We got to the point where I got off the bike and began hiking up while Mike tried to get the bike to stay out of the 1 foot ruts while trying to get the bike to climb. We were now well above the small village below and we still had a long way to go up, and we couldn’t see the end. I finally saw 2 young boys coming down on a bike a little smaller than ours and asked them how much further to the main road. They said it was about 20 minutes more, but that the road got worse, with huge boulders everywhere and steeper with deep sand. They got to Mike and just shook their head at him. Basically they told us that you can’t go up…only down! We were on a mountain access road that was not traversed by vehicles or bikes only by foot. However Mike was the determined guy we all know and took 3 runs at the same corner that was obviously too steep to traverse. By this point it was 10am and we were only about 10 miles from San Pedro. Now we had to get the bike turned around and get it back down. Mike did a pretty good job of manoeuvring the bike in the ruts, dodging the boulders and not going over the 1000 foot drop. Finally we got on less steep ground and were both able to get back on the bike. We crossed the bridge again and the same man laughed at us and shook his head at us again. We stopped at the same little stand and got another drink while the school children all gathered around the bike giggling at us as we drank our cokes. So we asked the little stand man where the real road was, and he said we had to back track back to the first little village where we had got lost. So off we went back tracking through the little village we had got lost in and made it through without problem and ended up on a nice paved road. The road was filled with switch backs that took you up up up, but was such a beautiful ride. The higher we got the more beautiful the view got. Finally we were on the main road to the highway that would take us to Chichi. We only got lost one more time on our way, but didn’t get to Chichi until 1:30pm.
The market was outstanding. I realized we should have been there hours before as it would be impossible to fit it all in, but we tried. Unfortunately I didn’t get nearly enough time to wander, but it was still successful. We didn’t want to be on the road when it was dark, so at 3:30 we had to pack it in and head home.
We didn’t get lost once on the way home and it only took us 1 ½ hours to get back to San Pedro. The whole thing was very comical and we had a good laugh about our mountain/motor biking over a beautiful cheap dinner that night.So we met some great people while in Lago Atitlan and had some very memorable times. We thoroughly enjoyed our time there. I had originally wanted to get to Todos Santos which is quite a bit further to the west, but we just couldn’t fit it all in with the time we had and if we had of tried we would have spent half the time travelling on a bus. So I concluded that we will have to return! We headed back to Antigua for another couple of days before returning to Meggie. We were getting anxious to get back to Megs and make sure everything was all right and of course it was. We spent the rest of our time in the Rio Dulce hanging out with a couple of cruisers, checking out Fronteras and the surrounding areas and getting the boat ready to head back to sea. We spent Mike’s birthday with 2 other couples from the marina and we headed to a really cool restaurant that we took Greg’s launcha through a narrow waterway to get to the restaurant that was lit up by candles in the middle of nowhere in the jungle. It was pretty cool and we enjoyed a wonderful Swiss meal (believe it or not).

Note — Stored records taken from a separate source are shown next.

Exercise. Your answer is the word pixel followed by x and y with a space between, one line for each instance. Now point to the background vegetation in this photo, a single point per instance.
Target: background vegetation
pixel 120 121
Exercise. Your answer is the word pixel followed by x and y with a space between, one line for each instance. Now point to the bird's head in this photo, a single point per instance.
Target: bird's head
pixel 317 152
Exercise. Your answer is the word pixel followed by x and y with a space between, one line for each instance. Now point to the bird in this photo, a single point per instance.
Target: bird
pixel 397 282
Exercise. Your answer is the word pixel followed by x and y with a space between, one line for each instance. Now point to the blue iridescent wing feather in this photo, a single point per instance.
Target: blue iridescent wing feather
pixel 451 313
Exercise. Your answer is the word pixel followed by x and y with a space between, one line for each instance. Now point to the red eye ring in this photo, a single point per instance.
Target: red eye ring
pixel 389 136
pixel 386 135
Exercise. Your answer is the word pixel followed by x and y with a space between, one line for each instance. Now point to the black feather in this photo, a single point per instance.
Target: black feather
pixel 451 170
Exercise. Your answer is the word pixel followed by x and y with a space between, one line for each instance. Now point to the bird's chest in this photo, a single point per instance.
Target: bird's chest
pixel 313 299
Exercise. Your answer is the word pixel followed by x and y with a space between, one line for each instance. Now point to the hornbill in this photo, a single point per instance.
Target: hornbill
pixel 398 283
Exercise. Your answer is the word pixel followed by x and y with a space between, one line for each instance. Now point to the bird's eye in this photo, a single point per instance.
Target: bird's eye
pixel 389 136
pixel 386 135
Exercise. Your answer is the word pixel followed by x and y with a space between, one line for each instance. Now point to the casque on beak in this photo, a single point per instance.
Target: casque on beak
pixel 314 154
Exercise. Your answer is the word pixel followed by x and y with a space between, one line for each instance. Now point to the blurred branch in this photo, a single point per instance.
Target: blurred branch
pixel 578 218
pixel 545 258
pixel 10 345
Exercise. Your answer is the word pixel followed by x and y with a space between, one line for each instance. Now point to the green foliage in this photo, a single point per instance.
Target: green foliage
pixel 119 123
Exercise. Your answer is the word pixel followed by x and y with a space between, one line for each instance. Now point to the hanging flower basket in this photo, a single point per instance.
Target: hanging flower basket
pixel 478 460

So Mike celebrated in style including a winnie the pooh birthday cake (not much choice in Fronteras…it was either Pooh or a ballerina).
Meggie was anxious to get back to the sea, so we left the Rio Dulce after spending 1 month in this amazing country with the most beautiful and kind people.
We had a hard beat from Livingston (Guatemala) to Tres Punta where we would stage to head to Placencia, Belize the next day. We had a hard beat the next day to Placencia, but only the first part of the trip was uncomfortable as we were soon tucked behind the barrier reef. We moved quickly through Belize, but enjoyed anchoring on our own at some beautiful islands in behind the reef, and enjoyed eating the big Mackerel we caught along the way.It was a bit surreal to be close reaching along at 6 knots in 6-10 feet of water with no waves and lots of wind….very fun sailing! Pretty soon we were at the north end of Belize and ready to make the jump north to Mexico. We left San Pedro cut and headed for Hut Point just 40 miles south of Isla Mujeres. We did an overnighter that was our fastest sail to date. We did 180 nautical miles in 25 hours. That is averaging 7.3 knots!!! For those of you who don’t know what that means….it’s fast. The current was ripping between the mainland and Banco Chinchorro giving us our fastest sail. It was great.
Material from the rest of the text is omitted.